Embeddings & Reranking

Why I Build Embedding Generation as a Microservice

Vector embeddings are the heart of semantic search. They're the mechanism that transforms meaning into mathematical space. But generating them isn't free—it requires computational overhead, model loading, and careful optimization.

Enter FastAPI: a lightweight Python framework perfectly suited to building specialized NLP services. Rather than embedding generation happening inside n8n (bottlenecking the orchestration engine), I built a dedicated FastAPI service that handles embeddings, reranking, and model management.

This article explores why Python is the right choice for NLP, how FastAPI architecture serves billions of inference requests, and how configuration-driven model selection keeps your RAG system flexible.

Why Python for NLP? The Short Answer

When it comes to machine learning and natural language processing, Python isn't just popular—it's dominant.

The ecosystem matters:

  • Hugging Face - 1M+ pre-trained models (embeddings, classifiers, rerankers)
  • sentence-transformers - SOTA embedding models, one-line inference
  • transformers library - PyTorch/TensorFlow integration, easy fine-tuning
  • ONNX Runtime - Deploy models with minimal dependencies

The alternative? Building embedding inference in Node.js (NestJS) or Go? Possible, but you're:

  • Rewriting existing ML libraries from scratch (why?)
  • Losing community support and pre-trained models
  • Dealing with tensor operations manually
  • Spending weeks on what Python does in days

The pragmatic choice: Python for compute-intensive tasks (embeddings, reranking), other services for everything else (NestJS for business logic, Angular for UI, n8n for orchestration).

Enterprise RAG Technology Stack - Business Logic Layer with TypeScript/NestJS/Angular vs NLP/ML Layer with Python/FastAPI

Why FastAPI Specifically?

Python has many frameworks: Django, Flask, FastAPI, Chalice, Quart. For a microservice that handles high-throughput API requests, FastAPI stands out:

FastAPI advantages:

  • Async by default - Handle 1000s of concurrent requests without thread overhead
  • Auto-generated OpenAPI docs - Self-documenting APIs
  • Type hints - Built-in validation (Pydantic), no manual schema checks
  • Performance - Nearly as fast as Go/Rust web frameworks
  • Simplicity - Minimal boilerplate, focus on business logic

Concrete example:


@app.post("/embed")
async def embed_text(request: EmbedRequest):
    # Pydantic validates input automatically
    # Async means we can handle other requests while this one processes
    return await compute_embeddings(request.texts)

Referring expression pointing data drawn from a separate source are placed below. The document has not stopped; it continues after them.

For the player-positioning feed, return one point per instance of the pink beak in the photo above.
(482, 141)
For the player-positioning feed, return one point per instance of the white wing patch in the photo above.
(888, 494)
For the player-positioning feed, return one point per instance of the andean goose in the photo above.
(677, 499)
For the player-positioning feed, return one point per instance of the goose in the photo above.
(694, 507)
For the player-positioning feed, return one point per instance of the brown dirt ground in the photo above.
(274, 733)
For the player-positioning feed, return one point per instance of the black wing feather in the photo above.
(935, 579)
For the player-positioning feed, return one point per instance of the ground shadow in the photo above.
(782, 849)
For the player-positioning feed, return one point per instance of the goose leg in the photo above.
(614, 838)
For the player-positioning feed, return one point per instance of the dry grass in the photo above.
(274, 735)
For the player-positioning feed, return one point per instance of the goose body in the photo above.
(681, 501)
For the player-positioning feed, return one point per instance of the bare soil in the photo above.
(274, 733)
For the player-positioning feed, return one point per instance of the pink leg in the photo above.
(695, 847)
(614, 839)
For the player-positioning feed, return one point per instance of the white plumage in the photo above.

Why not Flask? Synchronous-only, slower for concurrent requests.

Why not Django? Heavyweight, too many features for a simple API.

The Three Core Endpoints

Your FastAPI service exposes three endpoints (called from n8n workflows):

1. POST `/embed` - Generate Vector Embeddings

Purpose: Convert text to 768-dimensional vectors


Input:
{
  "texts": ["What is the vacation policy?", "HR handbook chapter 3"],
  "model": "sentence-transformers/all-MiniLM-L6-v2",
  "normalize": true
}

Output:
{
  "embeddings": [
    [-0.042, 0.156, -0.089, ..., 0.651],  // first text
    [0.103, -0.051, 0.248, ..., -0.172]   // second text
  ],
  "model": "all-MiniLM-L6-v2",
  "model_dim": 768,
  "inference_time_ms": 45
}

Key parameters:

  • texts: Array of strings to embed (batch processing for efficiency)
  • model: Which embedding model to use (configurable)
  • normalize: Optional L2 normalization (for cosine similarity optimization)

Performance note: Batching 10 texts together is ~5x faster than 10 separate requests.

2. POST `/rerank` - Improve Search Result Relevance

Purpose: Re-score retrieved results based on relevance to the query

Why? Vector similarity is good but not perfect. A reranker uses cross-encoder models to score query-document pairs more accurately.


Input:
{
  "query": "How many vacation days do I get?",
  "documents": [
    "You get 20 vacation days per year",
    "You can request time off here",
    "The parking policy is in section 5"
  ],
  "top_k": 2,
  "model": "cross-encoder/ms-marco-MiniLM-L-6-v2"
}

Output:
{
  "ranked": [
    {"doc": "You get 20 vacation days per year", "score": 0.94},
    {"doc": "You can request time off here", "score": 0.72}
  ],
  "model": "cross-encoder/ms-marco-MiniLM-L-6-v2",
  "inference_time_ms": 120
}

When to use reranking:

  • Top_k results from Qdrant are close in similarity (need better discrimination)
  • Query is complex or ambiguous
  • You can afford 50-200ms extra latency for better accuracy

When to skip: Simple queries, performance-critical paths (e.g., real-time chat with sub-100ms SLA).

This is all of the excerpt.